Building a Generic HNSW Index in Rust: When Cosine Distance Isn’t Enough

Every Rust ANN library I found had the same problem. None of them would let me change the distance function.

I’m building OmniPulse, a content fingerprinting system that uses Wavelet Scattering Transform to identify audio. I needed to search a large index of audio fingerprints by similarity. The fingerprints weren’t standard embedding vectors, but scattering coefficients and the most efficient way to compare them was Sliced-Wasserstein distance, not L2 or cosine. I went on a search to find the perfect Rust ANN Library.

Access this story for free here

The Problem With Existing Libraries

While searching, I came across some Libraries like instant-distance, hnsw_rs, and a few others. They’re good libraries. Fast, well-tested, production-grade. But all of them had one common issue, they all hardcoded their distance function. instant-distance takes Point types that implement its own Point trait with a fixed distance method. hnsw_rs is similar. If I had to use a custom metric like Sliced-Wasserstein, Hamming, a learned distance function or anything that isn’t L2 or cosine then I had to fork the crate or reimplement HNSW myself.

So, I choose to implement HNSW from scratch in Rust with a Metric trait that’s fully generic over the distance function. The index doesn’t care what metric you use. Plug in L2, cosine, Sliced-Wasserstein, or anything you implement the core algorithm is the same. The crate is vector-index, it’s on crates.io, and this post covers the design decisions, the algorithm, and when you should and shouldn’t reach for this crate.

What Is HNSW?

What does HNSW solve? Brute-force nearest neighbor search compares your query against every point in the index. For N=1M vectors at dim=128, that’s 128M multiplications per query. Even at a moderate scale this is too slow. HNSW (Hierarchical Navigable Small World) solves this with a graph-based index that answers “find the K nearest neighbors” in O(log N) time instead of O(N).
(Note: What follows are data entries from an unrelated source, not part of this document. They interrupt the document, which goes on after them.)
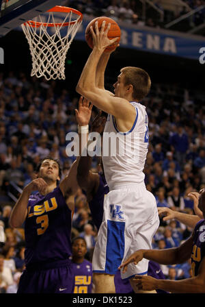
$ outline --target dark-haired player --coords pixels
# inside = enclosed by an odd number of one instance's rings
[[[105,90],[100,80],[104,80],[110,53],[104,51],[116,41],[107,37],[110,26],[103,21],[100,29],[97,22],[94,29],[90,27],[94,48],[76,88],[108,114],[102,158],[109,192],[92,260],[95,291],[101,293],[115,293],[114,275],[122,260],[137,249],[151,249],[159,225],[156,199],[146,188],[143,172],[148,119],[140,101],[148,95],[151,81],[144,69],[127,66],[116,78],[114,94]],[[137,266],[131,265],[122,278],[147,274],[148,267],[144,259]]]
[[[101,134],[103,132],[106,118],[100,116],[100,113],[96,116],[92,124],[91,131]],[[86,121],[83,121],[86,124]],[[87,123],[88,123],[88,122]],[[88,145],[90,141],[88,141]],[[91,169],[92,158],[88,154],[80,157],[78,169],[77,181],[79,186],[86,193],[87,199],[91,211],[92,217],[98,230],[102,221],[103,202],[105,196],[109,193],[103,171],[103,165],[100,163],[102,171],[99,173],[92,172]],[[159,265],[150,261],[148,274],[156,278],[165,278]],[[133,292],[128,279],[122,280],[120,272],[118,271],[114,278],[116,293],[130,293]],[[157,289],[157,293],[164,293]]]
[[[77,166],[77,160],[57,185],[61,173],[58,162],[44,159],[38,168],[38,178],[24,188],[12,210],[11,227],[20,227],[25,222],[26,269],[18,293],[73,292],[68,258],[72,254],[72,212],[78,188]],[[33,191],[38,193],[32,194]]]
[[[74,293],[92,293],[92,263],[85,259],[87,244],[83,238],[74,238],[72,241],[71,267],[74,275]]]
[[[203,214],[191,236],[180,247],[166,249],[139,249],[120,265],[124,271],[129,263],[138,263],[143,258],[162,265],[182,263],[191,258],[193,277],[182,280],[161,280],[150,276],[136,275],[133,282],[139,289],[150,291],[160,288],[173,293],[205,293],[205,190],[199,197],[198,208]]]

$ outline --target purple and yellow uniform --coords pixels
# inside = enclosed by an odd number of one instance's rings
[[[92,293],[92,263],[84,259],[82,263],[71,262],[74,278],[74,293]]]
[[[100,182],[98,191],[93,196],[92,199],[89,202],[92,217],[98,230],[102,221],[104,197],[109,191],[104,175],[99,173],[99,179]],[[160,274],[159,273],[159,272]],[[165,278],[160,269],[159,265],[153,261],[149,262],[148,275],[157,279]],[[114,282],[116,293],[133,293],[128,279],[122,280],[120,271],[118,271],[115,275]],[[165,293],[165,291],[156,290],[156,292]]]
[[[205,220],[198,221],[194,228],[193,249],[191,253],[191,269],[193,276],[198,274],[198,269],[205,257]]]
[[[31,195],[25,223],[25,265],[18,293],[71,293],[72,212],[59,187]],[[72,280],[72,282],[70,281]]]

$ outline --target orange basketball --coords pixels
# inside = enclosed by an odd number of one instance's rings
[[[85,29],[85,40],[86,40],[86,42],[88,45],[88,46],[91,49],[93,49],[92,36],[92,33],[90,32],[90,28],[91,25],[92,25],[92,28],[93,28],[94,31],[95,31],[95,22],[98,21],[98,29],[100,31],[101,29],[101,25],[102,25],[103,21],[106,21],[105,29],[106,29],[106,28],[108,25],[108,23],[111,23],[111,27],[107,33],[107,37],[110,40],[115,38],[116,37],[118,37],[118,40],[114,44],[112,44],[112,45],[108,46],[108,47],[107,47],[106,49],[105,50],[105,51],[109,51],[115,49],[116,47],[116,45],[118,45],[120,40],[120,28],[119,25],[118,25],[118,23],[113,19],[109,18],[109,17],[106,17],[105,16],[102,16],[101,17],[95,18],[94,19],[91,21],[90,23],[87,25],[86,29]]]

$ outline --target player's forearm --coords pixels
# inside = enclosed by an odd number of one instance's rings
[[[105,88],[105,72],[107,62],[110,57],[110,53],[103,53],[97,65],[96,71],[96,85],[100,88]]]
[[[31,191],[25,187],[15,204],[10,217],[10,225],[12,228],[20,227],[25,220],[27,214],[27,204]]]
[[[200,218],[197,215],[187,214],[177,211],[174,212],[174,214],[176,219],[191,228],[194,228],[195,224],[200,221]]]
[[[177,247],[165,249],[143,249],[144,258],[155,261],[161,265],[175,265],[177,263]]]
[[[204,293],[204,282],[197,277],[182,280],[156,280],[156,288],[172,293]]]
[[[87,149],[91,143],[92,142],[90,140],[87,142],[86,148],[84,148],[82,152],[82,154],[83,156],[79,157],[79,162],[77,168],[77,178],[81,177],[81,178],[85,178],[85,178],[87,177],[89,171],[91,169],[92,158],[90,156],[89,156]]]
[[[83,69],[76,90],[83,97],[86,97],[86,93],[93,90],[96,86],[96,68],[102,51],[97,48],[94,48]]]

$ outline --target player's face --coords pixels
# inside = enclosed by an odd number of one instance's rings
[[[118,81],[113,84],[115,96],[116,97],[123,98],[125,94],[125,86],[124,85],[124,75],[122,73],[118,77]]]
[[[44,160],[40,168],[39,177],[53,182],[59,180],[58,164],[53,160]]]
[[[84,257],[87,253],[86,244],[81,238],[75,240],[72,246],[72,256],[75,257]]]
The core insight comes from small-world network theory. Build a graph where each node (vector) connects to its nearest neighbors. To find the nearest neighbors of a query, start at an entry point, greedily walk to whichever neighbor is closest to the query, repeat until you can’t get closer. This is fast but gets stuck in local optima on flat graphs.

HNSW solves this with hierarchy. The top layer is sparse with only a few nodes, with long-range connections. Lower layers are progressively denser. Search starts at the top (fast, coarse navigation) and descends to the bottom (slow, precise). Same idea as a skip list, but in high-dimensional space.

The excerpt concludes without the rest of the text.